Improvements made: medical service

In 2017 Melaleuca Prison had only recently opened and was "in its infancy", with procedures and staffing issues "still being worked out".

It was being privately run by Sodexo Australia, who subcontracted medical services to a company called Aspen Medical.

In mid-2020, management of the prison was returned to the Department of Justice.

In a statement, a spokesperson for Aspen Medical "commended" all those involved in the incident, and said it recognised the "ongoing loss" experienced by Ms Graham's family.
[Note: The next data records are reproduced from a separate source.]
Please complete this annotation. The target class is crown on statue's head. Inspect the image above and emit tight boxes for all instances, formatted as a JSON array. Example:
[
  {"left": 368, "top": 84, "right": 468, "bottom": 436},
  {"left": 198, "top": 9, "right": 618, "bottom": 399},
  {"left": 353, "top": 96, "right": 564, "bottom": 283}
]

"Investigation and reflection of this incident provided an opportunity to ensure we can all do better, and as such, we set about improving processes and procedures in the immediate aftermath of the incident at this site, and across our entire organisation," the spokesperson said.

The Department of Justice issued a statement on Friday saying all deaths in custody were taken seriously, and systems and processes were always reviewed in light of coronial findings and recommendations.

It said it noted that in this case, the coroner recognised improvements had been made at government-operated WA prisons regarding the availability and checking of functioning oxygen tanks, and as such made no recommendation.

Returning Melaleuca to public operation was an unrelated decision by the government, it said.

WA's unpaid fine laws were reformed in 2020 to make jail a last resort for fine defaulters, which could only be ordered by a magistrate.